C’est un symbole de la présidence Macron qui disparaît discrètement. Le Premier ministre Sébastien Lecornu a confirmé vendredi la suppression de la délégation en charge du Service national universel (SNU), signant de fait la mise en extinction du dispositif lancé en 2019. Présenté à l’époque comme un héritage modernisé du service militaire, le SNU devait concerner tous les jeunes de 15 à 17 ans d’ici 2026. Mais la réalité fut moins ambitieuse : manque d’engouement des adolescents, critiques de l’Éducation nationale, incidents dans certains séjours et surtout un coût jugé excessif par rapport aux résultats. La dissolution de l’Assemblée nationale et les coupes budgétaires de 2024 ont accéléré son déclin, jusqu’à cette annonce qui l’enterre officiellement.

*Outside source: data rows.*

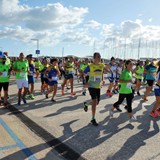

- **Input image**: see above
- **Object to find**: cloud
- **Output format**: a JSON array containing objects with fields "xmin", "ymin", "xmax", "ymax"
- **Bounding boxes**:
[
  {"xmin": 0, "ymin": 0, "xmax": 88, "ymax": 31},
  {"xmin": 63, "ymin": 28, "xmax": 95, "ymax": 46},
  {"xmin": 85, "ymin": 20, "xmax": 101, "ymax": 29}
]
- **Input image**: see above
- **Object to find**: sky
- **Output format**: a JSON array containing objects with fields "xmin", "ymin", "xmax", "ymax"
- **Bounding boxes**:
[{"xmin": 0, "ymin": 0, "xmax": 160, "ymax": 58}]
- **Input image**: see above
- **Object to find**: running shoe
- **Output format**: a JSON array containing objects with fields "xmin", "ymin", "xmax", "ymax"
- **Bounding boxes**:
[
  {"xmin": 107, "ymin": 92, "xmax": 112, "ymax": 97},
  {"xmin": 137, "ymin": 91, "xmax": 141, "ymax": 96},
  {"xmin": 156, "ymin": 109, "xmax": 160, "ymax": 116},
  {"xmin": 116, "ymin": 107, "xmax": 122, "ymax": 112},
  {"xmin": 29, "ymin": 94, "xmax": 34, "ymax": 99},
  {"xmin": 150, "ymin": 112, "xmax": 158, "ymax": 118},
  {"xmin": 129, "ymin": 116, "xmax": 136, "ymax": 123},
  {"xmin": 116, "ymin": 89, "xmax": 119, "ymax": 93},
  {"xmin": 62, "ymin": 90, "xmax": 64, "ymax": 95},
  {"xmin": 71, "ymin": 92, "xmax": 76, "ymax": 96},
  {"xmin": 24, "ymin": 95, "xmax": 28, "ymax": 99},
  {"xmin": 17, "ymin": 99, "xmax": 21, "ymax": 105},
  {"xmin": 83, "ymin": 102, "xmax": 88, "ymax": 112},
  {"xmin": 91, "ymin": 119, "xmax": 98, "ymax": 126},
  {"xmin": 46, "ymin": 93, "xmax": 48, "ymax": 99},
  {"xmin": 82, "ymin": 91, "xmax": 86, "ymax": 96},
  {"xmin": 112, "ymin": 90, "xmax": 116, "ymax": 94},
  {"xmin": 109, "ymin": 110, "xmax": 114, "ymax": 118},
  {"xmin": 143, "ymin": 96, "xmax": 148, "ymax": 101},
  {"xmin": 51, "ymin": 98, "xmax": 56, "ymax": 102},
  {"xmin": 22, "ymin": 98, "xmax": 27, "ymax": 104},
  {"xmin": 124, "ymin": 105, "xmax": 128, "ymax": 110}
]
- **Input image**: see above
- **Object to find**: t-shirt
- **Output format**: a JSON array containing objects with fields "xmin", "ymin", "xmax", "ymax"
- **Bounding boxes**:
[
  {"xmin": 13, "ymin": 60, "xmax": 29, "ymax": 79},
  {"xmin": 0, "ymin": 63, "xmax": 10, "ymax": 83},
  {"xmin": 119, "ymin": 69, "xmax": 132, "ymax": 94},
  {"xmin": 28, "ymin": 62, "xmax": 35, "ymax": 77},
  {"xmin": 84, "ymin": 63, "xmax": 104, "ymax": 88},
  {"xmin": 146, "ymin": 64, "xmax": 157, "ymax": 80}
]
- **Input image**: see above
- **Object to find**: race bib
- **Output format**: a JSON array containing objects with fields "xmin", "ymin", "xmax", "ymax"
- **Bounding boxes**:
[
  {"xmin": 29, "ymin": 71, "xmax": 33, "ymax": 76},
  {"xmin": 94, "ymin": 76, "xmax": 102, "ymax": 83},
  {"xmin": 52, "ymin": 77, "xmax": 58, "ymax": 81},
  {"xmin": 2, "ymin": 72, "xmax": 7, "ymax": 77},
  {"xmin": 20, "ymin": 72, "xmax": 26, "ymax": 77},
  {"xmin": 126, "ymin": 83, "xmax": 132, "ymax": 89},
  {"xmin": 69, "ymin": 71, "xmax": 74, "ymax": 74}
]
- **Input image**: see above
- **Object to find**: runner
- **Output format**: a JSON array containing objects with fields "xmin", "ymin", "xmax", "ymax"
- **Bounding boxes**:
[
  {"xmin": 143, "ymin": 60, "xmax": 157, "ymax": 101},
  {"xmin": 113, "ymin": 59, "xmax": 123, "ymax": 94},
  {"xmin": 27, "ymin": 54, "xmax": 35, "ymax": 99},
  {"xmin": 150, "ymin": 61, "xmax": 160, "ymax": 118},
  {"xmin": 45, "ymin": 58, "xmax": 60, "ymax": 102},
  {"xmin": 13, "ymin": 53, "xmax": 29, "ymax": 105},
  {"xmin": 35, "ymin": 58, "xmax": 42, "ymax": 80},
  {"xmin": 39, "ymin": 58, "xmax": 50, "ymax": 94},
  {"xmin": 110, "ymin": 60, "xmax": 135, "ymax": 123},
  {"xmin": 62, "ymin": 57, "xmax": 75, "ymax": 96},
  {"xmin": 133, "ymin": 61, "xmax": 144, "ymax": 96},
  {"xmin": 80, "ymin": 58, "xmax": 89, "ymax": 96},
  {"xmin": 84, "ymin": 52, "xmax": 104, "ymax": 126},
  {"xmin": 106, "ymin": 57, "xmax": 117, "ymax": 97},
  {"xmin": 0, "ymin": 55, "xmax": 10, "ymax": 108}
]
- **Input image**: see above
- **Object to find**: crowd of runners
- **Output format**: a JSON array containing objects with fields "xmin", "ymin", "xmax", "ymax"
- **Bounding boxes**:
[{"xmin": 0, "ymin": 52, "xmax": 160, "ymax": 126}]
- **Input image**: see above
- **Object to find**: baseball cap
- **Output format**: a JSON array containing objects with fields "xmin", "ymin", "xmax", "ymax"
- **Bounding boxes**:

Un projet jamais à la hauteur des promesses

La Cour des comptes comme plusieurs rapports parlementaires avaient déjà pointé son inefficacité et ses dérives financières. En cinq ans, le programme n’a jamais réussi à recruter le nombre de volontaires attendu, et les objectifs de généralisation sont restés hors de portée. Emmanuel Macron lui-même avait reconnu cet été la nécessité d’une refonte.

Vers de nouveaux dispositifs d’engagement

Matignon préfère parler de transformation plutôt que de suppression. Le SNU laisserait place à un flou « parcours d’engagement citoyen », dont on ignore encore tout, y compris le budget. En parallèle, un « service militaire volontaire » destiné aux plus de 18 ans est annoncé, sans davantage de précisions. En pratique, c’est bien une page qui se tourne : le Service national universel, promesse phare de 2017, rejoint la longue liste des réformes ambitieuses qui n’auront jamais trouvé leur public.